I.Behar (ancien président EAPM): « Les structures périclitent toujours à cause des problèmes sociaux »
Décideurs. Quelle est l’origine de ce projet de « normes volontaires applicatives » ?
Izy Behar. Le secrétariat central de l’ISO à Genève, en Suisse, coordonne un réseau d’instituts nationaux de normalisation dans 160 pays. En 2011, à la demande des États-Unis, une vingtaine de pays se sont réunis afin de mettre en place une norme en matière de ressources humaines. C’était assez nouveau puisque, depuis l’origine, les normes ISO s’appliquent aux processus industriels et non aux services. Ils souhaitaient « normaliser » les processus de recrutement notamment, et ceux de la gestion des ressources humaines ; ce avec quoi la France n’était pas vraiment d’accord. Une norme bien plus politique devait s’appliquer à la gestion de ces ressources et concerner directement la stratégie de l’entreprise. C’est alors à notre pays qu’est revenu le projet de pilotage de la norme ISO 30408 sur la gouvernance humaine. Nous avons été suivis par une cinquantaine de pays et la norme a été publiée en 2016.
Que contient cette norme ?
Ses lignes directrices proposent de mettre en place des outils, des processus et des pratiques destinés à favoriser le développement et l’amélioration continue d’une gouvernance humaine efficace au sein d’une organisation. Cette norme s’applique aux organisations de toutes tailles et de tous secteurs, qu’elles soient publiques ou privées, à but lucratif ou non. Pour résumer, la baseline serait : « Lorsqu’on prend une décision stratégique dans l’entreprise, il faut s’intéresser simultanément à ses conséquences économiques et sociales. » Il s’agit de la mise en œuvre de la formule que beaucoup citent « la performance sociale est le cœur de la performance économique ».

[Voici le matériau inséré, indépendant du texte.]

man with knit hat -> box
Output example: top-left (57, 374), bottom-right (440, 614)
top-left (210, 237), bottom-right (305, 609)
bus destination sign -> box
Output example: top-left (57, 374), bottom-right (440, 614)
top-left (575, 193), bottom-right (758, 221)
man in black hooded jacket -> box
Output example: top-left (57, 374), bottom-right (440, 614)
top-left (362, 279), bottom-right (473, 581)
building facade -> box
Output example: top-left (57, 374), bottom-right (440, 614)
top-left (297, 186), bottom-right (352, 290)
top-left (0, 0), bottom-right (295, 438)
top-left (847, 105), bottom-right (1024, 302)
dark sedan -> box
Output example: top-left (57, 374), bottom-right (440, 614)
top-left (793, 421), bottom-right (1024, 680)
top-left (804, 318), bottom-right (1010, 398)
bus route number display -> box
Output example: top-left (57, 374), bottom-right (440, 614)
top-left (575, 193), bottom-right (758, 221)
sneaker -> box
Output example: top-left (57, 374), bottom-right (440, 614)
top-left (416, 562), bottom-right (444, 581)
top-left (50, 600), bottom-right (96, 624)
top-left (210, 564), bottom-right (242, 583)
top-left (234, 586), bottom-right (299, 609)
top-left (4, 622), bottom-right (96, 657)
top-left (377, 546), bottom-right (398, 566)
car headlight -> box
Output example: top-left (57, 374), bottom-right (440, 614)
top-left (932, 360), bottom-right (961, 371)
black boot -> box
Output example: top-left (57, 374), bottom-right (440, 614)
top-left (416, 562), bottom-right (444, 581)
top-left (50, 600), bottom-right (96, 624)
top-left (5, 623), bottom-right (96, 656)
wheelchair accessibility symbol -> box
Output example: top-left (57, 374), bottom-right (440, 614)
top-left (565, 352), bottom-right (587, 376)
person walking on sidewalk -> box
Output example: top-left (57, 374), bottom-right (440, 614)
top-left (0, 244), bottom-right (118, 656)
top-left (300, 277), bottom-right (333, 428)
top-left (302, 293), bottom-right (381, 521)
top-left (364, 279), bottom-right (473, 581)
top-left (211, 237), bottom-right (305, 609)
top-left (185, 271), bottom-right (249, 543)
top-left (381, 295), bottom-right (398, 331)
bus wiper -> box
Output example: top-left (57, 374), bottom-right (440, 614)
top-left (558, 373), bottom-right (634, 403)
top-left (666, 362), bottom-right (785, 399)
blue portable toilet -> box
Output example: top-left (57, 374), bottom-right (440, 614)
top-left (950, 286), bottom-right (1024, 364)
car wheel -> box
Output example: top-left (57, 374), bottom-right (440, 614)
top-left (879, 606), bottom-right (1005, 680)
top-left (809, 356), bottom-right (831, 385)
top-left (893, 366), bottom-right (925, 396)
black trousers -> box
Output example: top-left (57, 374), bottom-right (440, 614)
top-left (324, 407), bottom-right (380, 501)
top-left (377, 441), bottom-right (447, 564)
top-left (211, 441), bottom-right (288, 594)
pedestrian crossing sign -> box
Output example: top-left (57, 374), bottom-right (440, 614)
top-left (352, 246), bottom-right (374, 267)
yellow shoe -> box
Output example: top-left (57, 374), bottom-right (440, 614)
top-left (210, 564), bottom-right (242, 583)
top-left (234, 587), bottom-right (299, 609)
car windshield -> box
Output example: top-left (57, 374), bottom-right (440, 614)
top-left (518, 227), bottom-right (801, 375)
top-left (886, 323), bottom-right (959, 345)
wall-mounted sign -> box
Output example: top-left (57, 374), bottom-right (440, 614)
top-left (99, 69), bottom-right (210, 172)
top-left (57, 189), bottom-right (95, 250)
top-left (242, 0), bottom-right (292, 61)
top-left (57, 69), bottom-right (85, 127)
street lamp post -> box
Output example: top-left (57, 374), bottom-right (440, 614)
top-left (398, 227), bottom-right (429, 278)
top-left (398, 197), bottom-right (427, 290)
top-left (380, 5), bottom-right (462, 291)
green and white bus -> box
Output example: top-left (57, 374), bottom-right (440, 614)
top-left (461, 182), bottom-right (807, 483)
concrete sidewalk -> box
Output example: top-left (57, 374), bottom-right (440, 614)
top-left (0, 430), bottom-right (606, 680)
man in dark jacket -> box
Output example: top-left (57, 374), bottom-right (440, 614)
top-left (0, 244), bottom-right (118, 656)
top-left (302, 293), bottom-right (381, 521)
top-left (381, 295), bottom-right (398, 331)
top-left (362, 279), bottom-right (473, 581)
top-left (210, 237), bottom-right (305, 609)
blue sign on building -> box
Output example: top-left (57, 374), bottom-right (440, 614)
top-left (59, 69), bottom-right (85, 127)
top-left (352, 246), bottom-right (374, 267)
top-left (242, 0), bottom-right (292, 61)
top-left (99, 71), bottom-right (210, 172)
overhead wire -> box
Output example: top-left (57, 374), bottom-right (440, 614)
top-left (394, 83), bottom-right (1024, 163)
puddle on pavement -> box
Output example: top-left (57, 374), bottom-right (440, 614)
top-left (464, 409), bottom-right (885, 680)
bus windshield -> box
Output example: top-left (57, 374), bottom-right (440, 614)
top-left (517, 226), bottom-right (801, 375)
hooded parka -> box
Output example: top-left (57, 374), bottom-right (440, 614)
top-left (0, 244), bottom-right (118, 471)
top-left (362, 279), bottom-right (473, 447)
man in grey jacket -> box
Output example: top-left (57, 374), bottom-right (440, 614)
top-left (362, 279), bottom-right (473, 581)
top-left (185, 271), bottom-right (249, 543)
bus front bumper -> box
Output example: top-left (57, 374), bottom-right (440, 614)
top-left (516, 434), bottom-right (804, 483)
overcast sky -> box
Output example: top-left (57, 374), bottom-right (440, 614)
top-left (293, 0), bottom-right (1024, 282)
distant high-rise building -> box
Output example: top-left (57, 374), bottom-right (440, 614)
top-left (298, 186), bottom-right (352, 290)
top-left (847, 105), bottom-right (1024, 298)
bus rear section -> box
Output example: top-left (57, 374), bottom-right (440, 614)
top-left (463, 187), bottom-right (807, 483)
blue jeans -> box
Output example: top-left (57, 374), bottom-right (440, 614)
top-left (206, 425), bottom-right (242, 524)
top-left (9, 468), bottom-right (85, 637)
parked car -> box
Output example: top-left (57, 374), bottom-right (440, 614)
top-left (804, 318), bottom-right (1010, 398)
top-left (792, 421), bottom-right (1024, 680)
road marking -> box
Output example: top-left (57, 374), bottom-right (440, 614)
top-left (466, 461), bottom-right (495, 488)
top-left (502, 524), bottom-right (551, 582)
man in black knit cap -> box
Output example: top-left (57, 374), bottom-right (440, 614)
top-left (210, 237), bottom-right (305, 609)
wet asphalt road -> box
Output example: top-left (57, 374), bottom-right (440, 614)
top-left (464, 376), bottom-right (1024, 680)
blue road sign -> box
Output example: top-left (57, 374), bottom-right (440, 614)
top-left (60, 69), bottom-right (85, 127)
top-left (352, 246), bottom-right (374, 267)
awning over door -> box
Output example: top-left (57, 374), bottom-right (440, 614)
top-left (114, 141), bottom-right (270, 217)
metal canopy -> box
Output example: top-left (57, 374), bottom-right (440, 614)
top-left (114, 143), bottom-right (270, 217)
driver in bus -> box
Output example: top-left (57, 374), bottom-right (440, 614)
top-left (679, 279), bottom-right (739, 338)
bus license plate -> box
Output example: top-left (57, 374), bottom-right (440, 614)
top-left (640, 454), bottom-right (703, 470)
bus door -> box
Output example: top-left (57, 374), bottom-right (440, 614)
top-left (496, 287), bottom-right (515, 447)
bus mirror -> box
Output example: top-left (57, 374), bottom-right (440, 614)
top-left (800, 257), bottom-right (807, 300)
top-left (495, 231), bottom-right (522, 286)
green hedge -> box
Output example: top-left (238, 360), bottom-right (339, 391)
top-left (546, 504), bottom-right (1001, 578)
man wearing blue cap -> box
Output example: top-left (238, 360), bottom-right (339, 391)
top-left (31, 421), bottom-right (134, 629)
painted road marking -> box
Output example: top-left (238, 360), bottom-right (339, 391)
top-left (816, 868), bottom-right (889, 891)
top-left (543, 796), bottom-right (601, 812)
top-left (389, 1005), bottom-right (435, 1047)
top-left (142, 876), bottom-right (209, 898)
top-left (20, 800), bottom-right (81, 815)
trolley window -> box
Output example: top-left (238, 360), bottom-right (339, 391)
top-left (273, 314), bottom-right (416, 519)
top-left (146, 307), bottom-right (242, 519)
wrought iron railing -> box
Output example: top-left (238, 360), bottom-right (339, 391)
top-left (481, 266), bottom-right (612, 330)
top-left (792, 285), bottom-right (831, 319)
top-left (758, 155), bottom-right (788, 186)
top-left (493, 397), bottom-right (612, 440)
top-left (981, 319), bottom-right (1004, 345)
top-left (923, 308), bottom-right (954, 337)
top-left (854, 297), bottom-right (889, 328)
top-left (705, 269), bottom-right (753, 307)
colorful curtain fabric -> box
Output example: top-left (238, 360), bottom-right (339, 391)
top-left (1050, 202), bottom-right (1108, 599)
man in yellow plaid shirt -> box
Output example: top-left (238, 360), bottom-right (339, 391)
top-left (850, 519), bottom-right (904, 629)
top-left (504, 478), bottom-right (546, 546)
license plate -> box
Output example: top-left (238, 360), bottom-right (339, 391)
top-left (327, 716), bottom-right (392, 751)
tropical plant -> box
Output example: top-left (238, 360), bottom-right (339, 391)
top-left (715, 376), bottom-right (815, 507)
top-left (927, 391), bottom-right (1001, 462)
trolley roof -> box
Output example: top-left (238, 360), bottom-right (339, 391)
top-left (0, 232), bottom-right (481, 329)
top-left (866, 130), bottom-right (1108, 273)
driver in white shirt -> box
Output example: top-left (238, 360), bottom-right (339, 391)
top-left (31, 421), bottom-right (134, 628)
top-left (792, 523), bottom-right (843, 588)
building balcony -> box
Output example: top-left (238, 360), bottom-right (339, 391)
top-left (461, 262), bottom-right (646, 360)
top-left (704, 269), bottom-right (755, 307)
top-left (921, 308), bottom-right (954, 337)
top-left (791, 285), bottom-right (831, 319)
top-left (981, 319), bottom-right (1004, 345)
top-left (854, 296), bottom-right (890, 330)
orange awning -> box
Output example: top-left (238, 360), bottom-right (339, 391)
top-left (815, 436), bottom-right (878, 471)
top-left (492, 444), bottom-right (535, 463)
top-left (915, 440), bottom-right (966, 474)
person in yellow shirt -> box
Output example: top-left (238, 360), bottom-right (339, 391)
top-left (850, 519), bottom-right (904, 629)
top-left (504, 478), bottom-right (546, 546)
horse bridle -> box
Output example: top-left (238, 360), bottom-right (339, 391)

Comment la faire appliquer ?
Nous travaillons toujours sur des indicateurs à mettre en place afin de mesurer la mise en pratique de cette norme, mais il n’est pas simple de les définir dans la mesure où elle est d’ordre philosophique et morale et relative au capital humain. La mesure du taux d’absentéisme ou du coût du turnover sont des pistes que nous explorons car tous deux sont révélateurs de l’engagement des collaborateurs auprès de leurs employeurs, et traduisent la santé de l’entreprise. Quand les structures périclitent, c’est toujours à cause des problèmes sociaux.
Quelles en sont les conséquences ?
Le capital humain n’est pas suffisamment considéré dans nos entreprises, alors qu’il est le facteur principal de la compétitivité. Il faut encore plus éveiller les consciences.Actuellement, seules les conséquences économiques inquiètent. Dans les faits, la norme ISO 30408 veut mettre l’humain au cœur des préoccupations de la gouvernance des entreprises. Elle repositionne le DRH au niveau du comité exécutif, s’assure de lui donner les moyens d’agir en faveur des collaborateurs de l’entreprise. Celui-ci doit prendre part aux décisions stratégiques – ce qui n’est pas toujours le cas – pour être en mesure de les comprendre et de les anticiper.
Comment est-ce accueilli par les professionnels des ressources humaines ?
Il était important de faire partie de ces travaux au plus haut niveau mais aujourd’hui, nous avons une vraie mission de sensibilisation. La fonction RH, en France, n’est pas habituée aux normes, comme c’est le cas dans les pays anglo‑saxons, qui certifient ces compétences. Il faut montrer l’intérêt de ces textes votés au niveau international, pour le DRH au quotidien, mais aussi pour l’entreprise dans son ensemble.